Robert Hall in Revealed Histories compares Luke-Acts with the works of Josephus as being similar prophetic histories. This does not affect the literary genre of Acts, however. Prophetic history is one of many thematic types of history. Compare economic history, political history, existentialist history, social history, “black arm band” history, whig history, marxist history, feminist history.

Josephus saw prophets like Joshua as historians since their prophetic gift gave them insights into the past as much as their present or future. This was not an unusual concept in ancient times. Even Homer among others called on divine spirits to inspire him with an accurate knowledge and understanding of history. How else could he know anything about the Trojan war and the acts of Achilles?

Josephus saw in history the working out of God’s will.

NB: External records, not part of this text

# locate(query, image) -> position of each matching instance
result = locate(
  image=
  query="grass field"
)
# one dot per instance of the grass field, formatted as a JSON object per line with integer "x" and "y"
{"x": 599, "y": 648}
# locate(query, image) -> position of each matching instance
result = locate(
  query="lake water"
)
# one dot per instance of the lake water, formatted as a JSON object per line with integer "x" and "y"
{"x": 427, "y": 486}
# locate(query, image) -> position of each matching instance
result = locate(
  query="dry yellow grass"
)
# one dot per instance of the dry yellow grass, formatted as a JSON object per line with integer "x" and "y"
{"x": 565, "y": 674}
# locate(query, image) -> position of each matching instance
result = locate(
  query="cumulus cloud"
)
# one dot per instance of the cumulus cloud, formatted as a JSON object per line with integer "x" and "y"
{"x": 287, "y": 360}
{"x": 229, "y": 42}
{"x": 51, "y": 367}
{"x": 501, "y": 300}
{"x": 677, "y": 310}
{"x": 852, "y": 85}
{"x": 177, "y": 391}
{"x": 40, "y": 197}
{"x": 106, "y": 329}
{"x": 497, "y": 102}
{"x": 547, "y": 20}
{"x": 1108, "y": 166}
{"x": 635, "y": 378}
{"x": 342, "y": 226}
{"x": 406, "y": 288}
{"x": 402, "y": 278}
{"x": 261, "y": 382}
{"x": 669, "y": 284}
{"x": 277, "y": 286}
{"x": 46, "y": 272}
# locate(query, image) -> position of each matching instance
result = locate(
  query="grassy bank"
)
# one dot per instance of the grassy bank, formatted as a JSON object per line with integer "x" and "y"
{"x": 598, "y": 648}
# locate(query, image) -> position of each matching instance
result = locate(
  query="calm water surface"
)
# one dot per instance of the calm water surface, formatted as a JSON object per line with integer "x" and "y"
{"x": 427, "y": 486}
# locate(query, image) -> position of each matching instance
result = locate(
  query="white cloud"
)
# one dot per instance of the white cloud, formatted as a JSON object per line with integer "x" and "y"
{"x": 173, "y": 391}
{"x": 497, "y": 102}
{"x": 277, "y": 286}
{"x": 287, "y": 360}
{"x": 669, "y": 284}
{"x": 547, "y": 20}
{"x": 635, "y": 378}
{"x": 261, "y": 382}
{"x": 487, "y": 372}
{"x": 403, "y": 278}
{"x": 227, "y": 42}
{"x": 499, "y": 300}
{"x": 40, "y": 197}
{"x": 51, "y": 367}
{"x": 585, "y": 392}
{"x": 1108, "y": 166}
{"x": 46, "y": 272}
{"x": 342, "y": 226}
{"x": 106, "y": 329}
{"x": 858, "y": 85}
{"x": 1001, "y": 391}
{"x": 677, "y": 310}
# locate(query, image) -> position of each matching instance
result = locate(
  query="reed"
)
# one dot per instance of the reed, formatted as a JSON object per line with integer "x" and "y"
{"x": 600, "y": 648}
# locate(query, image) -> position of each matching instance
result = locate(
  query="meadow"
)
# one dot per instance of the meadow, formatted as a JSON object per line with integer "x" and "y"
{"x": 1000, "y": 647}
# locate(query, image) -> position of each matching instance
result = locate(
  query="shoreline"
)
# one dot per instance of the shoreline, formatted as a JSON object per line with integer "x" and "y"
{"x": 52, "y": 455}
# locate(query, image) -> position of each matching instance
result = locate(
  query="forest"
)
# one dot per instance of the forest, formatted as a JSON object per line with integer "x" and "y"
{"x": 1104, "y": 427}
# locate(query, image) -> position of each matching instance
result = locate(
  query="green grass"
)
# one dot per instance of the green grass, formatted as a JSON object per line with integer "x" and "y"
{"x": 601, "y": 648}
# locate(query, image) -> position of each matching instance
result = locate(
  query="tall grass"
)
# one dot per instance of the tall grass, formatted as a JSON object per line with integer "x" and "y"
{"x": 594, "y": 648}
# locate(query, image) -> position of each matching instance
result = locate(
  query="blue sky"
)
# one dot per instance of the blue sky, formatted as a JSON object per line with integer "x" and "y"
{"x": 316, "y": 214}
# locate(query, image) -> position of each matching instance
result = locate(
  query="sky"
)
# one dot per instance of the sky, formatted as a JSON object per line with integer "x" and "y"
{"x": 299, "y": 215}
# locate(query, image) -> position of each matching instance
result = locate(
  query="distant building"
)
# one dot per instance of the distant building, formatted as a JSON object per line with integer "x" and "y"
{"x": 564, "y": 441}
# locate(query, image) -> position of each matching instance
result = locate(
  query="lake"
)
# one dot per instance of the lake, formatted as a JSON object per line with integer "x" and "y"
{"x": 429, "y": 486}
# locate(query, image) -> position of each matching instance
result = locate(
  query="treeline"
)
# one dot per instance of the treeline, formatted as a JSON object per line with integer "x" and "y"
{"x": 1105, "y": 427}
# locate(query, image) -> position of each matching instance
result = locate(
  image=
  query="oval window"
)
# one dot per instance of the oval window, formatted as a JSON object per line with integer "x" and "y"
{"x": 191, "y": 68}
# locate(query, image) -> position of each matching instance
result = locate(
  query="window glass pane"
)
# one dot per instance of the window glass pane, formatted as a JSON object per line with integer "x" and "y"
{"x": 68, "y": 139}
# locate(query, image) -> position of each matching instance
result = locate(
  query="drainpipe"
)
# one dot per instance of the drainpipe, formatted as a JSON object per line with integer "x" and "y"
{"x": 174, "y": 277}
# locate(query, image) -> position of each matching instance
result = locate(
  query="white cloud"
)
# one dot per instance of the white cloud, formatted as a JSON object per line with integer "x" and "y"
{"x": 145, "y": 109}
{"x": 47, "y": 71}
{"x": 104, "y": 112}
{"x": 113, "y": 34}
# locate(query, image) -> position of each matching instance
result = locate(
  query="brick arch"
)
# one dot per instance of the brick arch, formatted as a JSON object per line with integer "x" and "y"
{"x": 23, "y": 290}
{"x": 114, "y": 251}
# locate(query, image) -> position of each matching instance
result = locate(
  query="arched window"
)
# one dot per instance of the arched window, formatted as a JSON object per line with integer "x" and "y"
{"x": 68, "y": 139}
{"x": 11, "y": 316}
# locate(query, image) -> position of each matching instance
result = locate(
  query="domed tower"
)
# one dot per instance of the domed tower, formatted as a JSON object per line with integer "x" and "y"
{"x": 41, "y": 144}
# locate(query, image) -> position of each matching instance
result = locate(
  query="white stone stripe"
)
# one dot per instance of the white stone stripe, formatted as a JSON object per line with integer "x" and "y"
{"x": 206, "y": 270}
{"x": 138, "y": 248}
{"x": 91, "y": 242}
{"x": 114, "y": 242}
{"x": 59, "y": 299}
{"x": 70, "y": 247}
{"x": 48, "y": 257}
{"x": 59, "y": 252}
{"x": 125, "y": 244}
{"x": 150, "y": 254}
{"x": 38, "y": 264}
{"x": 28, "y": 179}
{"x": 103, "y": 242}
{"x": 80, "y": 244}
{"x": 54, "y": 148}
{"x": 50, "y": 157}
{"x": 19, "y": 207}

So also Herodotus saw in the history of the Greeks the working out of the will of Apollo. (I have begun, still to continue it, a comparison from Mandell & Freedman of Herodotus’ Histories and Israel’s Primary History here.)

Comparisons between Acts and Josephus as “prophetic history” are a separate issue from the literary genre of history itself. Robert Hall discusses the content of speeches and interpretations of scripture, but Acts is a narrative in which those things are embedded. Literary genre comparisons look at the whole picture — the speeches as well as the narrative details and plot structure. That’s what I have been doing here and hope to continue in further depth.